Reg Singleton, 71, sustained a traumatic brain injury in 2008 when he fell on the beach and hit his head.
With the support of Headway East Kent, the father-of-two had to relearn his most basic skills from scratch including walking, talking and eating.
He said: "My world fell apart.
"The hidden and physical effects of brain injury changed me from an independent person who enjoyed talking to others into someone who couldn't read, feed myself or walk without help in the early days of recovery.
"Progress has been slow, but the Headway team has given me the tools and confidence to rebuild my life skills and relationships."
To thank the brain injury charity Headway East Kent for the help and support he has received, Reg has named a rose especially in their honour - The Headway Rose.
After sustaining his ABI, Reg was keen to raise awareness of brain injury among the general public.
He started writing to gardening greats such as Alan Titchmarsh and Monty Don, hoping to raise awareness of the condition.

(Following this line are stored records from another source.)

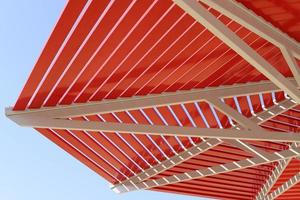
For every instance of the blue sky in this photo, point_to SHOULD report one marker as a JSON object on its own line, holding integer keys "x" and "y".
{"x": 31, "y": 167}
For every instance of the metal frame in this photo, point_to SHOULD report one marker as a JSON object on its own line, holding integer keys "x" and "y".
{"x": 203, "y": 16}
{"x": 276, "y": 173}
{"x": 284, "y": 187}
{"x": 259, "y": 118}
{"x": 247, "y": 128}
{"x": 210, "y": 171}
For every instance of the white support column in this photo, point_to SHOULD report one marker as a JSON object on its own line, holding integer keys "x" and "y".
{"x": 247, "y": 18}
{"x": 284, "y": 187}
{"x": 276, "y": 173}
{"x": 210, "y": 171}
{"x": 203, "y": 16}
{"x": 206, "y": 145}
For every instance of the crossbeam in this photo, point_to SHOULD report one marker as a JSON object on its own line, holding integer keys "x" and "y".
{"x": 284, "y": 187}
{"x": 204, "y": 17}
{"x": 292, "y": 63}
{"x": 259, "y": 118}
{"x": 276, "y": 173}
{"x": 247, "y": 18}
{"x": 210, "y": 171}
{"x": 41, "y": 122}
{"x": 137, "y": 102}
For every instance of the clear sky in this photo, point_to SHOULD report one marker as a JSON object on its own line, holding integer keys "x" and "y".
{"x": 31, "y": 167}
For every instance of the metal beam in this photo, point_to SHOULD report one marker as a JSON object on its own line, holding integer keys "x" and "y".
{"x": 291, "y": 61}
{"x": 243, "y": 121}
{"x": 276, "y": 173}
{"x": 284, "y": 187}
{"x": 205, "y": 145}
{"x": 203, "y": 16}
{"x": 131, "y": 103}
{"x": 247, "y": 18}
{"x": 210, "y": 171}
{"x": 41, "y": 122}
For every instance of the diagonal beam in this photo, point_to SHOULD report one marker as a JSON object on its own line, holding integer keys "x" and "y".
{"x": 284, "y": 187}
{"x": 292, "y": 63}
{"x": 137, "y": 102}
{"x": 210, "y": 171}
{"x": 41, "y": 122}
{"x": 242, "y": 120}
{"x": 256, "y": 24}
{"x": 276, "y": 173}
{"x": 206, "y": 145}
{"x": 203, "y": 16}
{"x": 229, "y": 111}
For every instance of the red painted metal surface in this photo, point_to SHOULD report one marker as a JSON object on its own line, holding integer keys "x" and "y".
{"x": 109, "y": 49}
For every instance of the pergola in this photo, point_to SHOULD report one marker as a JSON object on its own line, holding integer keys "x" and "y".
{"x": 190, "y": 97}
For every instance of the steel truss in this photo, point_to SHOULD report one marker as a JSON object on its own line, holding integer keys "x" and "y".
{"x": 246, "y": 129}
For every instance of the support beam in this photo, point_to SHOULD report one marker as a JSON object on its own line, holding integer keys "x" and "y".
{"x": 41, "y": 122}
{"x": 254, "y": 23}
{"x": 205, "y": 145}
{"x": 229, "y": 111}
{"x": 284, "y": 187}
{"x": 203, "y": 16}
{"x": 210, "y": 171}
{"x": 291, "y": 61}
{"x": 137, "y": 102}
{"x": 276, "y": 173}
{"x": 243, "y": 121}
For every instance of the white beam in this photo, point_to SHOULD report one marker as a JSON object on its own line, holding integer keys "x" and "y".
{"x": 229, "y": 111}
{"x": 284, "y": 187}
{"x": 137, "y": 102}
{"x": 276, "y": 173}
{"x": 203, "y": 16}
{"x": 206, "y": 145}
{"x": 243, "y": 121}
{"x": 41, "y": 122}
{"x": 210, "y": 171}
{"x": 247, "y": 18}
{"x": 291, "y": 61}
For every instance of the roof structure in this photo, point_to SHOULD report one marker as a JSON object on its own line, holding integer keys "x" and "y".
{"x": 191, "y": 97}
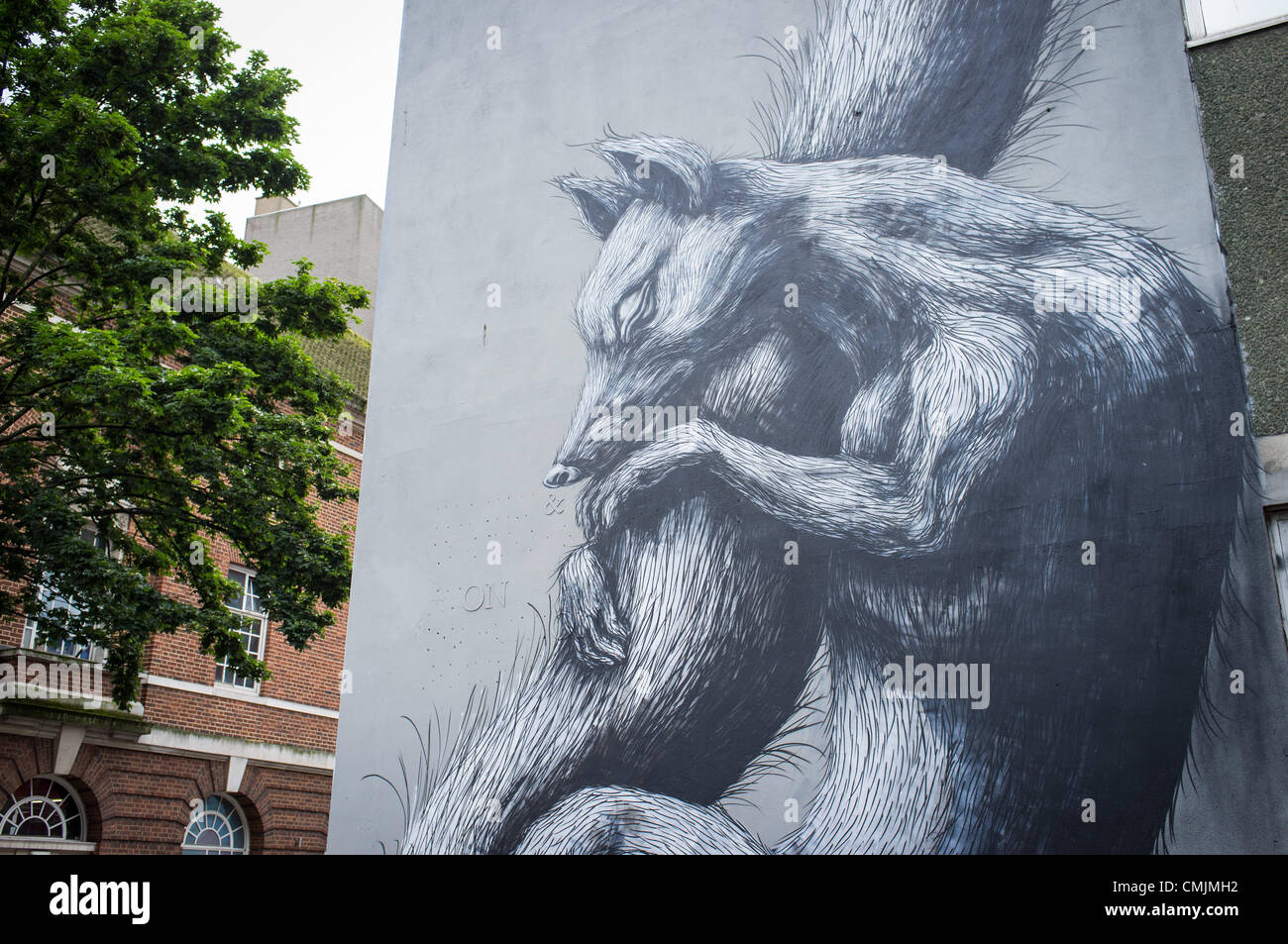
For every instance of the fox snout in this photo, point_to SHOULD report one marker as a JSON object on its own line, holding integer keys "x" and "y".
{"x": 561, "y": 475}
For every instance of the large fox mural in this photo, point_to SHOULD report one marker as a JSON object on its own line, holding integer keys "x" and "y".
{"x": 947, "y": 432}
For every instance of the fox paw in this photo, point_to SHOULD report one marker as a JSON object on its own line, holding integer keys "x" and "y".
{"x": 587, "y": 612}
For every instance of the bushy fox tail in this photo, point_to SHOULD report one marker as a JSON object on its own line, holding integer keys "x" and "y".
{"x": 960, "y": 78}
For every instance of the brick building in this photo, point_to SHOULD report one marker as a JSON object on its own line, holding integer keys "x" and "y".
{"x": 205, "y": 762}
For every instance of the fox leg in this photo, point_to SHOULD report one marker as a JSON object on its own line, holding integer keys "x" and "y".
{"x": 588, "y": 614}
{"x": 960, "y": 400}
{"x": 619, "y": 820}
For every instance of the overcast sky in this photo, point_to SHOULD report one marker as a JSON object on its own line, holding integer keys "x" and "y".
{"x": 344, "y": 54}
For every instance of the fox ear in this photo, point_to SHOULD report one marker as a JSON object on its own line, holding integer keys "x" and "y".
{"x": 670, "y": 170}
{"x": 600, "y": 202}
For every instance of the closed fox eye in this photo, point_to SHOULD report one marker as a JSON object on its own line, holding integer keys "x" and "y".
{"x": 635, "y": 309}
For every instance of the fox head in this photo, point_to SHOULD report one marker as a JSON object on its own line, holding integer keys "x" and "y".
{"x": 674, "y": 287}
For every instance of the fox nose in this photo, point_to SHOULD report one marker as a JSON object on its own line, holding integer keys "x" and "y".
{"x": 562, "y": 475}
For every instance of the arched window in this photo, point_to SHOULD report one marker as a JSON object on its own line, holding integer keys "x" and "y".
{"x": 44, "y": 807}
{"x": 217, "y": 828}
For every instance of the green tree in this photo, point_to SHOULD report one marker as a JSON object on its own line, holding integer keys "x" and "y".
{"x": 160, "y": 420}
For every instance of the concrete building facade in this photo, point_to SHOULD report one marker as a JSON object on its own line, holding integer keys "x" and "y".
{"x": 340, "y": 237}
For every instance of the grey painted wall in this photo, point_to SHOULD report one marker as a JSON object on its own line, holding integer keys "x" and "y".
{"x": 468, "y": 403}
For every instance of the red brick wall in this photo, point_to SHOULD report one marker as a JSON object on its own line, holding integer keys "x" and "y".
{"x": 138, "y": 801}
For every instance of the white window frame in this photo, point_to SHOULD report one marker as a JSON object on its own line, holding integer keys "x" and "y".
{"x": 51, "y": 603}
{"x": 218, "y": 850}
{"x": 1209, "y": 21}
{"x": 38, "y": 841}
{"x": 224, "y": 678}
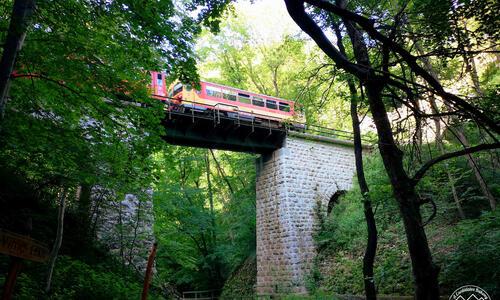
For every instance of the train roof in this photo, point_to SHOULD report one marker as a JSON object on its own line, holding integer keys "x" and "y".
{"x": 248, "y": 92}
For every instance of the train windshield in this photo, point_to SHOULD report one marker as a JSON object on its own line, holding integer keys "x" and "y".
{"x": 284, "y": 107}
{"x": 177, "y": 88}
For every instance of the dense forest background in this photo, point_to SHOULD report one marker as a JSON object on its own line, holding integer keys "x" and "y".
{"x": 72, "y": 148}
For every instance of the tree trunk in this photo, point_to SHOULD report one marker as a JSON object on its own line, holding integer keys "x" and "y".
{"x": 217, "y": 267}
{"x": 149, "y": 272}
{"x": 20, "y": 18}
{"x": 424, "y": 270}
{"x": 371, "y": 245}
{"x": 439, "y": 143}
{"x": 460, "y": 131}
{"x": 475, "y": 168}
{"x": 58, "y": 241}
{"x": 371, "y": 226}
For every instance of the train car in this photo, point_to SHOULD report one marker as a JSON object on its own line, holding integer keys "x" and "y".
{"x": 229, "y": 101}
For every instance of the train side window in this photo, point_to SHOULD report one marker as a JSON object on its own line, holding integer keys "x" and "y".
{"x": 229, "y": 95}
{"x": 214, "y": 92}
{"x": 177, "y": 88}
{"x": 257, "y": 101}
{"x": 271, "y": 104}
{"x": 244, "y": 98}
{"x": 284, "y": 106}
{"x": 159, "y": 79}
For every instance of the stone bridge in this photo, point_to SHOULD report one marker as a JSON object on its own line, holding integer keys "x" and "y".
{"x": 291, "y": 182}
{"x": 296, "y": 172}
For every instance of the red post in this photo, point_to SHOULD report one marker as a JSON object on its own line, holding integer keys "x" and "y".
{"x": 149, "y": 271}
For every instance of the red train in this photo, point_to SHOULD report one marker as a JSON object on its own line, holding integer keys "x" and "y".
{"x": 231, "y": 102}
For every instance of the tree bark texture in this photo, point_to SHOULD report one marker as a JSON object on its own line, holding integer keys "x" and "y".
{"x": 371, "y": 245}
{"x": 20, "y": 18}
{"x": 58, "y": 241}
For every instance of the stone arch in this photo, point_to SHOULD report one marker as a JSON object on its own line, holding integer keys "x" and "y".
{"x": 334, "y": 199}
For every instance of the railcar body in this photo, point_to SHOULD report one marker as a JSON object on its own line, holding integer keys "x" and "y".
{"x": 232, "y": 102}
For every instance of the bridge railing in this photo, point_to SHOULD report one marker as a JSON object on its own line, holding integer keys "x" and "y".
{"x": 193, "y": 109}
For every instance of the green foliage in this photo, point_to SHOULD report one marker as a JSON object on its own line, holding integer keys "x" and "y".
{"x": 74, "y": 279}
{"x": 467, "y": 252}
{"x": 199, "y": 248}
{"x": 287, "y": 68}
{"x": 474, "y": 257}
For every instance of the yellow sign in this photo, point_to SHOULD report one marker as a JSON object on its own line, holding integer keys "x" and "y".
{"x": 22, "y": 246}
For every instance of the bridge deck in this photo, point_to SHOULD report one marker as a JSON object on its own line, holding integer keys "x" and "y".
{"x": 215, "y": 130}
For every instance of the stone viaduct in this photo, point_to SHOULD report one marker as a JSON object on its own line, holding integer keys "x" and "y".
{"x": 296, "y": 172}
{"x": 291, "y": 183}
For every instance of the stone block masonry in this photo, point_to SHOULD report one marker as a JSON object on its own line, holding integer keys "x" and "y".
{"x": 290, "y": 183}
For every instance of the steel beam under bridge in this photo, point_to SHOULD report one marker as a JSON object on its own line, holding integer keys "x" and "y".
{"x": 215, "y": 131}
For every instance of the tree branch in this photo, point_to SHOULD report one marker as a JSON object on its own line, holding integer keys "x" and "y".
{"x": 421, "y": 172}
{"x": 368, "y": 26}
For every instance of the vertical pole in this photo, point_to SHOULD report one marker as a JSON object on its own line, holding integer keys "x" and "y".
{"x": 149, "y": 271}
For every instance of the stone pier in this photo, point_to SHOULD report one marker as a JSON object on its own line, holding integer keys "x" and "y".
{"x": 290, "y": 183}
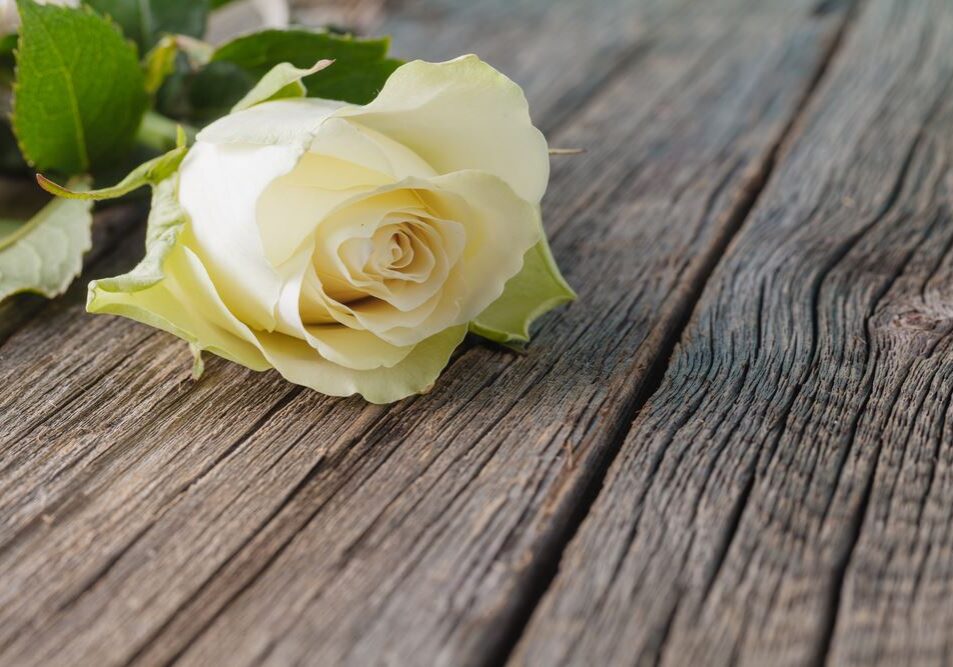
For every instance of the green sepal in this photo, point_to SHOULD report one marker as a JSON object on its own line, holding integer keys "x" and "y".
{"x": 44, "y": 254}
{"x": 166, "y": 220}
{"x": 148, "y": 173}
{"x": 281, "y": 82}
{"x": 534, "y": 291}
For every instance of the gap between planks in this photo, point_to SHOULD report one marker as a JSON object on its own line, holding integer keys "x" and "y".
{"x": 673, "y": 335}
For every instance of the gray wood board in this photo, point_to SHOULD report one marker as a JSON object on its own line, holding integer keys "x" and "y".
{"x": 785, "y": 497}
{"x": 145, "y": 518}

In June 2015, the British Isles Rose Society agreed to donate a new breed of rose in Headway's name.
Reg was thrilled to hear The Headway Rose would be launched at the Ryedale Rose Festival from July 8-9.
The annual event takes place at RV Rogers Nursery in Pickering, where their fields of 50,000 roses are opened up for public viewing.
Reg said: "I'm so grateful to the British Isles Rose Society for naming the rose after Headway.
"People don't understand the effects of brain injury, which made me so determined to show the rose. I'm so pleased it's going to help raise awareness.
"While the rose has been growing I have only seen it in photos, but it's beautiful. I can't wait to go to the festival with my wife Janet and see the rose in person."
The British Isles Rose Society donates just two specially bred types of roses to charity each year.
A portion of the sales of The Headway Rose will be shared between Headway East Kent and Headway - the brain injury association.
But it's not the funds Reg cares about the most.
He said: "My interest is not necessarily the pound that goes in the pot, it's when somebody stops and asks about brain injury.
"My recovery has been slow but Headway East Kent has given me the support to help rebuild my life."
Reg has also written a poem to accompany the rose.
Paula Brown, Day Centres Manager for Headway East Kent, said: "Reg has worked tirelessly for the past few years to raise awareness of brain injury and the work Headway does.
"We can't thank him and his wife Janet enough for their unwavering support.
"We are very grateful to the British Isles Rose Society for helping to raise awareness of brain injury and naming the rose after Headway."
Reg still attends Headway East Kent's Ashford branch twice a week and his wife Janet attends meetings for carers.